1.失恋による傷心から不眠生活が続く青年。そんな彼が、深夜バイトをしながらふと手に入れた能力は、「時間を止める」というものだった。
いわゆるミニシアター系の作品なので、卓越したストーリーでぐいぐい見せるというよりは、美しい映像と雰囲気で見せる映画である。
こういう映画は元来嫌いではない。
フォトグラファー出身の監督らしく、一つ一つのカットがとてつもなく美しい。
時間が止まっているシーンよりも、他の何気ないシーンのそれぞれがとてもアーティスティックで、惹き付けられた。

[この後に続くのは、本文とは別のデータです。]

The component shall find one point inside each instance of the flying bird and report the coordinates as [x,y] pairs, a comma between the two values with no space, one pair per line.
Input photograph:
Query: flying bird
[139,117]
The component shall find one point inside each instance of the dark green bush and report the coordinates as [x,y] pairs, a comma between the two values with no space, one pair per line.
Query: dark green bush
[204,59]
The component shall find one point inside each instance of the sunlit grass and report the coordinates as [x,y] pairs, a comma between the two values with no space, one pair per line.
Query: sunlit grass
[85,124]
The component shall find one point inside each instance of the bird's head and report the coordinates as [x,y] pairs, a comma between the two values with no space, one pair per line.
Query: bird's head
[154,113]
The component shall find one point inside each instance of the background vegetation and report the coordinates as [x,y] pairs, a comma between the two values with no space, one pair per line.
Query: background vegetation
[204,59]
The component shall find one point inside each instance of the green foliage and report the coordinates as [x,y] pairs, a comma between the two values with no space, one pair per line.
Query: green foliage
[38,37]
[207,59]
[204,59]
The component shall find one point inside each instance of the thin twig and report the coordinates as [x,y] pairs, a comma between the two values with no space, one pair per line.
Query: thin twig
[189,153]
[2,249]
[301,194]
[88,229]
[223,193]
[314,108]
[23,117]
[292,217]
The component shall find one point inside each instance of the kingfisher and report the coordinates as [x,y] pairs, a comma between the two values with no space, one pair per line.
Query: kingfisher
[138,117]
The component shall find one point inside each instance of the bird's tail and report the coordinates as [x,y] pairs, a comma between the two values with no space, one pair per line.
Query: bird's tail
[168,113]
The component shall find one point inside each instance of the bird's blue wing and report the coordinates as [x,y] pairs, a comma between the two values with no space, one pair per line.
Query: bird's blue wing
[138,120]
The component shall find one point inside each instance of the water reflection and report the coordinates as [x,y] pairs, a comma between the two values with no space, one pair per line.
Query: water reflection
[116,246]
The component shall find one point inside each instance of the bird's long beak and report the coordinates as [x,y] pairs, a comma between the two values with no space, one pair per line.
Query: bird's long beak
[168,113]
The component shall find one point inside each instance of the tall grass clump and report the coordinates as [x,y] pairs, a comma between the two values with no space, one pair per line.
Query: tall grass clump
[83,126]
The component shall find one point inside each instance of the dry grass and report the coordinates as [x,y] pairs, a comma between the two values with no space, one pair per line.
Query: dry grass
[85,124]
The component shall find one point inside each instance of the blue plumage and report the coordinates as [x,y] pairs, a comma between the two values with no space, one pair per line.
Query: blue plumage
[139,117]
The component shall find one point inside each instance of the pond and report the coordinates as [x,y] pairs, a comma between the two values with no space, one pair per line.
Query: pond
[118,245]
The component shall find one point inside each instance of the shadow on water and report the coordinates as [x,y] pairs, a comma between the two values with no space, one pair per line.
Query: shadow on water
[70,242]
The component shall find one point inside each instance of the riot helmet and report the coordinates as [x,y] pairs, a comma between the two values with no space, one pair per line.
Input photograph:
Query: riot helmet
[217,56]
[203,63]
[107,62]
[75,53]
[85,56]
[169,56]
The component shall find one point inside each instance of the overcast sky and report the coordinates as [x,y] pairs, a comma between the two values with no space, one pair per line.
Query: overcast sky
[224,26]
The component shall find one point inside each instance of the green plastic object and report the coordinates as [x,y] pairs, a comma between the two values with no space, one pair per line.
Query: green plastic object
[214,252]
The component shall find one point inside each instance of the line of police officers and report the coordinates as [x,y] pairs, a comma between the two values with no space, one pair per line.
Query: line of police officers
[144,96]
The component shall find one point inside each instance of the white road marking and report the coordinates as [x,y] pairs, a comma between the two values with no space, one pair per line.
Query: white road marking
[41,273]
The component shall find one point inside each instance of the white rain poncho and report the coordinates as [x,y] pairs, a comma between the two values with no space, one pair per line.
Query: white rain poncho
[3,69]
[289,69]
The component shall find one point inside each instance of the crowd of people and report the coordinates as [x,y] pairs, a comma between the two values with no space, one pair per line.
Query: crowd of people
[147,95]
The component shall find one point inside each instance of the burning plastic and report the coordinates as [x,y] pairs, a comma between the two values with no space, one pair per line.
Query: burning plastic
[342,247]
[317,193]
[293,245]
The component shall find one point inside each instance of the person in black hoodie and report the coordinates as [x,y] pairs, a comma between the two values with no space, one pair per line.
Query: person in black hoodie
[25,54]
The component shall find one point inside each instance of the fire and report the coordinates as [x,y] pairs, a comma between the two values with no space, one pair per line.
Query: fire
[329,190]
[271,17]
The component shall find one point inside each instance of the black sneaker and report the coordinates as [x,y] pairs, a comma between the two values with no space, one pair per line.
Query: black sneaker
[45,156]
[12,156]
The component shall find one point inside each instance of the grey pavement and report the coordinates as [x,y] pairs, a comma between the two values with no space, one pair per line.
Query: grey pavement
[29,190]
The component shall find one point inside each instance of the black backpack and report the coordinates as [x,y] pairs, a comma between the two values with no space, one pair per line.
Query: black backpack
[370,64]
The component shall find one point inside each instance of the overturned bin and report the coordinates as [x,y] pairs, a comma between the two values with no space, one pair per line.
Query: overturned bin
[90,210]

最も興味深かったのは、主人公が新たに恋に落ちる相手の女性が、主人公の気持ちの深まりと共に、どんどん魅力的になっていく様だ。
まさに主人公の想いと同じように、観ている者の想いも深まっていく。
ある意味、非常にナイーヴでウジウジとした「男の子」映画なので、女性にはあまり勧められないかもしれない。(作中の小ネタなども、いかにも“男子”が喜びそうなネタが多い)
しかし、誰しも「眠れぬ夜」を過ごした経験はあるはず。
眠れない夜の主観的な感覚を、「時間が止まる」ということで表現したアイデアは、映画的にとても良いと思う。